Paman Ho mengunjungi para petani yang sedang memanen padi di ladang di kecamatan Hung Son, distrik Dai Tu, Thai Nguyen (Foto milik pribadi)
Ketika Paman Ho meninggal dunia, sepasang sandal ini diletakkan di kaki jenazahnya di Ba Dinh, Hanoi, agar rekan-rekan di dalam dan luar negeri dapat datang dan memberikan penghormatan terakhir. Setelah pemakaman, sepasang sandal ini dibawa ke kantor CQ 41A (yaitu Kantor Presiden Ho).
Pada awal tahun 1970, sandal tersebut dipajang di rumah tempat Paman Ho tinggal saat ia sakit dan meninggal dunia.
Pada tanggal 23 Desember 1970, sandal tersebut dipindahkan ke Museum Ho Chi Minh untuk disimpan dan dipajang hingga saat ini.
Bayangan sandal karet usang yang menemani Paman Ho sekian lama menggugah kita dengan kesederhanaan dan kehematannya, karena dalam benaknya saat itu, "negara kita masih miskin, rakyat kita belum bahagia, saudara-saudara kita di Selatan masih menderita"...
Kita masing-masing telah mempelajari cerita tentang Paman Ho sejak kita masih muda dan mendengarnya berkali-kali ketika kita tumbuh dewasa di kegiatan-kegiatan Persatuan Pemuda dan Partai...

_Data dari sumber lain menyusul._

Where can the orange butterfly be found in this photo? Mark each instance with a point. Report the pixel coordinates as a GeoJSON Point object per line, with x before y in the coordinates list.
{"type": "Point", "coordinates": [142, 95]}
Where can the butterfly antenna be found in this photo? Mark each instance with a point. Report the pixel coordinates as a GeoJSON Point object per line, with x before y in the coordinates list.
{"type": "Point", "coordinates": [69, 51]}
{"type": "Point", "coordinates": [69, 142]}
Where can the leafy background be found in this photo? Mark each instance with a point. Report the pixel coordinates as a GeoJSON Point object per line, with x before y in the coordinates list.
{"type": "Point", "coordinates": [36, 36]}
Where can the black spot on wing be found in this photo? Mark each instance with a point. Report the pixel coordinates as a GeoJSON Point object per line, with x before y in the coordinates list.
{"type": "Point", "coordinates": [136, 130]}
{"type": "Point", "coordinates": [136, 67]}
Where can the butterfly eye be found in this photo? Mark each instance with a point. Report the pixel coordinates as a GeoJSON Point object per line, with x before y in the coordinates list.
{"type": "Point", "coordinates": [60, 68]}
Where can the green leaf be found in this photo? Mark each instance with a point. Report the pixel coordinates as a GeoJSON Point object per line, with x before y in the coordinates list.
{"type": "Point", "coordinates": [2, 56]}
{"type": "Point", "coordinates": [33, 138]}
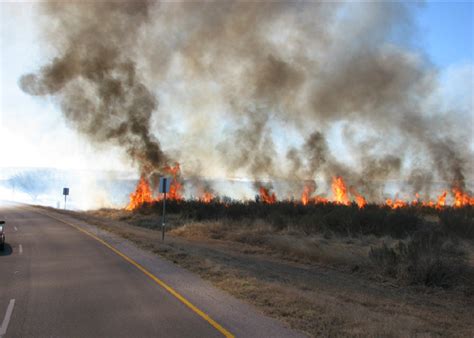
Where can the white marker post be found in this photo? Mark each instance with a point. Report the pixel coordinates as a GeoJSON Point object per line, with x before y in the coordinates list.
{"type": "Point", "coordinates": [65, 193]}
{"type": "Point", "coordinates": [165, 183]}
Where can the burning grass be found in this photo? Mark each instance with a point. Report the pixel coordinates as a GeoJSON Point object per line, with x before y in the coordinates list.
{"type": "Point", "coordinates": [326, 282]}
{"type": "Point", "coordinates": [329, 218]}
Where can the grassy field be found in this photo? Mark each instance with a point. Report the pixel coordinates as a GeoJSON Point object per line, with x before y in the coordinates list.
{"type": "Point", "coordinates": [326, 270]}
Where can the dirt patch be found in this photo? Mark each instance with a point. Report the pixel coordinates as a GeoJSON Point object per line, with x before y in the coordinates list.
{"type": "Point", "coordinates": [319, 284]}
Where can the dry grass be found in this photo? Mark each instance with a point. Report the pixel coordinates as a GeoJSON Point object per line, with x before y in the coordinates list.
{"type": "Point", "coordinates": [320, 284]}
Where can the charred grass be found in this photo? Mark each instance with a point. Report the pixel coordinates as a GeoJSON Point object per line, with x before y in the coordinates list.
{"type": "Point", "coordinates": [325, 270]}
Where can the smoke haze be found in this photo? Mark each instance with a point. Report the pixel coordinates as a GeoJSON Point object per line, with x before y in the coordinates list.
{"type": "Point", "coordinates": [256, 90]}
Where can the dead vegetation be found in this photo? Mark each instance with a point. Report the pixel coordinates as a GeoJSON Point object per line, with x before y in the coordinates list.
{"type": "Point", "coordinates": [323, 281]}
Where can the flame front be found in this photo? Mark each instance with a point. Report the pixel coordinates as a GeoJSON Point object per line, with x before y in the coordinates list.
{"type": "Point", "coordinates": [266, 196]}
{"type": "Point", "coordinates": [339, 191]}
{"type": "Point", "coordinates": [176, 188]}
{"type": "Point", "coordinates": [142, 194]}
{"type": "Point", "coordinates": [206, 197]}
{"type": "Point", "coordinates": [462, 199]}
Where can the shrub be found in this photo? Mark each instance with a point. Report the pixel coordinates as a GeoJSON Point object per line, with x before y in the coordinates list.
{"type": "Point", "coordinates": [427, 259]}
{"type": "Point", "coordinates": [458, 221]}
{"type": "Point", "coordinates": [322, 218]}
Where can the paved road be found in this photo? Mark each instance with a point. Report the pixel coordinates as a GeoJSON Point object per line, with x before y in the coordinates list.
{"type": "Point", "coordinates": [57, 282]}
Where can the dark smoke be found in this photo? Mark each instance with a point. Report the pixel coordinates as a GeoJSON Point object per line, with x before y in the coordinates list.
{"type": "Point", "coordinates": [95, 78]}
{"type": "Point", "coordinates": [245, 80]}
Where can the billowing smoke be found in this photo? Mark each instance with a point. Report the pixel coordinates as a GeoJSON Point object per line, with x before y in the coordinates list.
{"type": "Point", "coordinates": [256, 89]}
{"type": "Point", "coordinates": [94, 77]}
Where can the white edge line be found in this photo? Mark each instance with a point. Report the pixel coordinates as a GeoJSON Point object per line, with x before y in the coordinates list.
{"type": "Point", "coordinates": [6, 320]}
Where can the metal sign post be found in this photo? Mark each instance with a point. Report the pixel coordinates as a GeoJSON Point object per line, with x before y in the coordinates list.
{"type": "Point", "coordinates": [165, 183]}
{"type": "Point", "coordinates": [65, 193]}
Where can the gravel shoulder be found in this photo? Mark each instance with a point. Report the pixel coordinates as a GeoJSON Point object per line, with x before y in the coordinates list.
{"type": "Point", "coordinates": [309, 295]}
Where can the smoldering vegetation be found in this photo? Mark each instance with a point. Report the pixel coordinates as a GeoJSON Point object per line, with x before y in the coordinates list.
{"type": "Point", "coordinates": [259, 90]}
{"type": "Point", "coordinates": [327, 219]}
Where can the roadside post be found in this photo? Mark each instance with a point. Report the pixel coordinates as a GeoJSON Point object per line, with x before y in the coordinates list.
{"type": "Point", "coordinates": [65, 193]}
{"type": "Point", "coordinates": [165, 183]}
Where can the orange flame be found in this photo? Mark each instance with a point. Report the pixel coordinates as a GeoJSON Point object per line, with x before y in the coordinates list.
{"type": "Point", "coordinates": [206, 197]}
{"type": "Point", "coordinates": [441, 200]}
{"type": "Point", "coordinates": [266, 196]}
{"type": "Point", "coordinates": [339, 191]}
{"type": "Point", "coordinates": [176, 188]}
{"type": "Point", "coordinates": [142, 194]}
{"type": "Point", "coordinates": [462, 198]}
{"type": "Point", "coordinates": [396, 204]}
{"type": "Point", "coordinates": [360, 200]}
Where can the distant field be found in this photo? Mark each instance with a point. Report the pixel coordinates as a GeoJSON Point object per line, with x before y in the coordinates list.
{"type": "Point", "coordinates": [324, 269]}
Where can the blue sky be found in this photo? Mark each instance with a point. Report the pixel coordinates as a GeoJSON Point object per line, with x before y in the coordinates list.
{"type": "Point", "coordinates": [445, 34]}
{"type": "Point", "coordinates": [446, 30]}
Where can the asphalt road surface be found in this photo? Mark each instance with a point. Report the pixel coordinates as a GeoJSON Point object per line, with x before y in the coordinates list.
{"type": "Point", "coordinates": [57, 282]}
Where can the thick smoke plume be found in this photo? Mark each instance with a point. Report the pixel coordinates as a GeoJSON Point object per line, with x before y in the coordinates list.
{"type": "Point", "coordinates": [256, 89]}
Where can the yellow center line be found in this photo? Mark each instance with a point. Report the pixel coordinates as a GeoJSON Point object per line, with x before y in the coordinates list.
{"type": "Point", "coordinates": [158, 281]}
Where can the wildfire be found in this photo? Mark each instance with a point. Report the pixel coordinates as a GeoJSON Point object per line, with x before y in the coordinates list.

Mempelajari dan mengikuti persis Paman Ho memang sangat sulit dan mungkin tidak realistis, tetapi kita masing-masing hanya perlu mengingat salah satu ajarannya: "Apa pun yang bermanfaat bagi rakyat, kita harus berusaha semaksimal mungkin. Apa pun yang merugikan rakyat, kita harus menghindarinya dengan segala cara."
Seri buku "Paman Ho hidup selamanya" oleh Penerbit Kim Dong diperkenalkan kepada publik
"Mencintai Paman Ho membuat hati kita lebih murni" (To Huu). Belajar dan meneladani Paman Ho bukan hanya untuk para kader, tetapi juga untuk setiap warga negara, kita semua. Dengan mendengarkan kisah-kisah Paman Ho, kita perlu mengubah air mata emosional kita menjadi tindakan nyata dalam pekerjaan dan kehidupan kita.
Bulan Mei hadir dengan harumnya bunga teratai, jutaan hati rakyat Vietnam tertuju pada hari ulang tahun Paman Ho, lagu-lagu terus bergema untuk mengingatkan kita kepada pemimpin besar negara tersebut.
“
“Paman Ho membawa sinar matahari untuk mengusir dinginnya malam Paman Ho membawa kembali musim semi dan menghidupkan bunga-bunga indah. Paman Ho bagaikan lagu rakyat yang menidurkan bayi. Paman Ho bagaikan bintang terang di langit luas Seperti burung yang tak kenal lelah terbang melintasi langit tanah air "Mohon ukirlah rahmat-Nya dalam jiwa orang Vietnam".